Attachant par ses défauts d’abord. Les défauts des films dont l’auteur a pensé longtemps à l’avance chaque scène, chaque idée, au risque d’une certaine prévisibilité, d’un manque de spontanéité. La représentation du désir féminin est assez convenue. Dans Belle du Jour, film insurpassable sur l’érotisme féminin, mais sans doute particulier car imaginé par des mâles, des éléments saugrenus (la fameuse boîte du client chinois, les éléments morbides ou masochistes) provoquaient un désir obscur. Dans Lady Chatterley, la sensualité fait plus classiquement vibrer la nature, les bois, le passage des saisons, les bourgeons de fleur en gros plan, les odeurs, les couleurs, la pluie. C’est joliment filmé mais manque de la folie des désirs et de la passion. Malgré, ou sans doute à cause, de ces effets appuyés de projection dans la nature de la sensualité, le spectateur ne sent pas monter le désir. Les scènes d’amour sont assez décevantes, rapidement évacuées, soit parce que lui jouit rapidement soit parce que la scène est coupée pour tout de suite nous montrer les amants dans un profond sommeil post-coïtal. C’est peut-être le message du film, la déception du désir et le fait qu’il passe derrière des sentiments plus forts comme la tendresse et l’amour. Ou alors que par rapport aux fantasmes d’une Lady Chatterley, la réalité est décevante mais en même temps beaucoup plus tendre.
Attachant par ses qualités ensuite. D’abord les acteurs, tous quatre (Constance Chatterley, l’homme des bois, le mari et la servante Ms. Bolton) excellents. L’homme des bois est très intriguant, en même temps acteur inconnu et sosie de Marlon Brando, à la sensualité massive et gauche. L’actrice est également extraordinaire, n’était ce relent d’Audrey Tautou dans certains plans. Ensuite les références cinématographiques. Une superbe référence à Truffaut dans l’échange épistolaire de la fin du film entre Constance et Ms Bolton, et le très beau gros plan sur cette dernière récitant avec cet inimitable mélange de passion et de froide monotonie, sa propre lettre lue par Constance. Buñuel bien-sûr avec les références à Belle de Jour et à Tristana, notamment à travers le corps cassé du mari (double masculin de Tristana avec cette aigreur caractéristique des blessés de la vie). Un des plans forts du film est celui où Constance aperçoit à travers la voiture en marche son mari libéré de son fauteuil roulant, comme dans la fin de Belle de Jour. Des références aussi à des films des années 70, notamment ceux de Ken Russel, un metteur en scène anglais aujourd’hui méconnu, qui a réalisé des films à l’ambiance similaire à celle de Ferran, notamment Women in Love, adapté du même DH Lawrence et dont les acteurs mâles rappellent l’homme des bois.

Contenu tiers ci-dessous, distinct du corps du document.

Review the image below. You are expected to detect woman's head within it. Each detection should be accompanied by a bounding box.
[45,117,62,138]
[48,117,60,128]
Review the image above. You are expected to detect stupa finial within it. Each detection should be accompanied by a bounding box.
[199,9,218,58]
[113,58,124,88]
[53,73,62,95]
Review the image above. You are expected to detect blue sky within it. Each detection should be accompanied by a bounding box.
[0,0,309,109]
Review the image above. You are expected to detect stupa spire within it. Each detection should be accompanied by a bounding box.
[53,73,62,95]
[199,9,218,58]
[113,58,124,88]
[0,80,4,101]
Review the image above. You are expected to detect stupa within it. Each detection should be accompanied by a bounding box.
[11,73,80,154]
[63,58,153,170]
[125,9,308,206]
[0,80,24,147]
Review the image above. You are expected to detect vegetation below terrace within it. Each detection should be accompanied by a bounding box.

Enfin, la vraie réussite du film est la gestion du temps. Un temps long comme le déshabillage très progressif des protagonistes. Dans les premières scènes d’amour, assez drôles à cet égard, le coït doit se frayer un tortueux chemin à travers de nombreuses strates de vêtements, liées entre elles par des mécanismes complexes de boutons et d’élastiques. La scène de la nudité intégrale est une vraie célébration, un accomplissement, une libération, sous une pluie battante, en communion avec les éléments. De même, avant de jeter leur dévolu sur un lit, les amants subissent-ils des positions très inconfortables, par terre, sous les arbres, dans les buissons. Ce que Ferran réussit à peindre, c’est le lent processus de découverte du désir, une découverte faite de surprises, d’étonnements (par exemple du curieux rapport entre la taille du sexe masculin au repos et en excitation), d’interrogations, de doutes, parfois de ravissement. Si les deux personnages s’aiment tant au bout du film, c’est en partie grâce à cette découverte commune, au cours de laquelle ils se sont soutenus l’un l’autre dans une entreprise qui les dépassait, un voyage dans des territoires inconnus que leurs mémoires ont désormais en partage. De là également, la très belle territorialité du sexe, son association à des lieux clairement délimités, bordés par des routes, ou des barrières, balisés par des repères telle une croix en pierre ou une source. Un territoire mythologique, de conte de fées, enfoui dans les bois, fantasmé, rêvé. Les amants ont l’exclusivité de la signification mythologique de ces lieux.